Case 4.  Language X has two versions, with namespace names X1 and X2.
I know my data is in X2, and I tell the processor to bind the schema
for X2 to the namespace name X2.

Case 5.  Language X has two versions, X1 and X2, and I don't want to
maintain two schemas for it, so I write a union schema and bind both
namespace names to it.  (Or I say "I don't care what other people do,
I'm binding both X1 and X2 to the schema for X2", much the same way
that on my system the catalog entry for HTML 4.0 Transitional points
to the DTD for HTML 4.0 Strict -- or did for a while.)

 > Nor do I really see us wanting to have a separate namespace for each
 > individual element (and wouldn't that be a great bandwidth blow-out
 > for our instance documents).  There seems to be a piece of the
 > puzzle that is missing, certainly for enterprise usage.

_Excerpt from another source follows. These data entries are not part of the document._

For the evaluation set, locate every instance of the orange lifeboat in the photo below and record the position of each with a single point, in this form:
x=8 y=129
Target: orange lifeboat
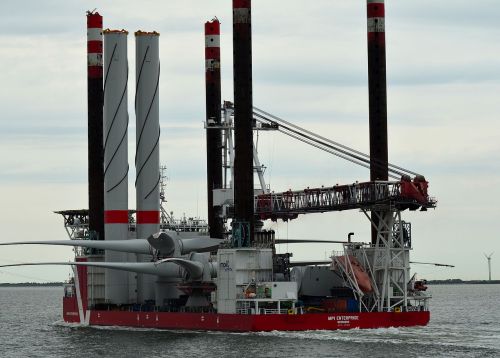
x=359 y=271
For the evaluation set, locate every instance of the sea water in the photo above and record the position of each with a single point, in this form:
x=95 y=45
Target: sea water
x=465 y=322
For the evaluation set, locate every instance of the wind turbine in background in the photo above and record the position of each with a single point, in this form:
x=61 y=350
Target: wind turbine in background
x=488 y=257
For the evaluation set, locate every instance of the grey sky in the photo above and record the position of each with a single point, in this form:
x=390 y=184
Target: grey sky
x=310 y=67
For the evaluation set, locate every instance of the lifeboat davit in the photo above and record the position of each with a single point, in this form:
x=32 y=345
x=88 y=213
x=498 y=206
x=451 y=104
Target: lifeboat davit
x=359 y=271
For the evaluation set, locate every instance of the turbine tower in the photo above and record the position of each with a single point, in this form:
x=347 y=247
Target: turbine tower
x=488 y=257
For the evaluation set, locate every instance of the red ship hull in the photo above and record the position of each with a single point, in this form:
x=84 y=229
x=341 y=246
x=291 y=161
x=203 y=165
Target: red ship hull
x=246 y=323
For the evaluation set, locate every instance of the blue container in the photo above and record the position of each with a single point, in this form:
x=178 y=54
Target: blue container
x=352 y=305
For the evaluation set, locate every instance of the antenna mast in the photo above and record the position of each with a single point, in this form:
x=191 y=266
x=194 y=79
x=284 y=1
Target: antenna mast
x=488 y=257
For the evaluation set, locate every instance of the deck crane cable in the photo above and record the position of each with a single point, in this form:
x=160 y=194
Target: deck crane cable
x=327 y=148
x=272 y=118
x=280 y=121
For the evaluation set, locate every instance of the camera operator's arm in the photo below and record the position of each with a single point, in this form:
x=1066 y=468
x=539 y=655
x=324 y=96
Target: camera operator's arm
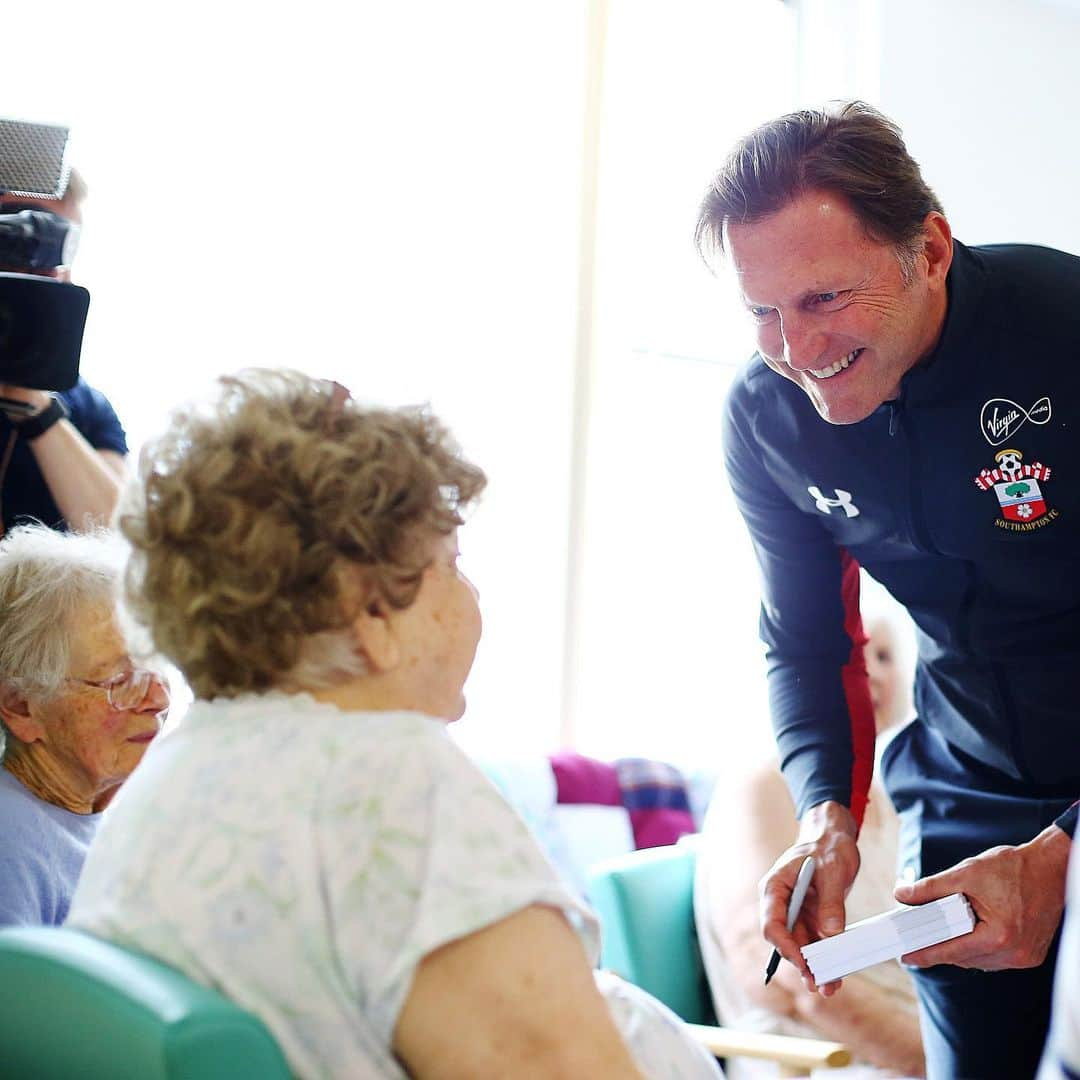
x=83 y=482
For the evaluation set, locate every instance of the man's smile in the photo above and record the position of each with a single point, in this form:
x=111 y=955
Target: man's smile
x=827 y=373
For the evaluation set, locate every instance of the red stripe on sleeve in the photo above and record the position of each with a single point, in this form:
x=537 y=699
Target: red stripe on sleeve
x=856 y=690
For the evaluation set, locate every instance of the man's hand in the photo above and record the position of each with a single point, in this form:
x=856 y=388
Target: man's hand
x=1017 y=894
x=827 y=832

Versioning is certainly still an ongoing challenge.  How to label
things so that we can, as far as possible, allow old data to work with
new processors, allow old processors to work with new data when they
can do so safely, and allow old processors to detect, reliably, when
they need to fail on new data rather than risk processing it -- if
anyone has solved that problem, a lot of us would like to know how.

-C. M. Sperberg-McQueen
  speaking for himself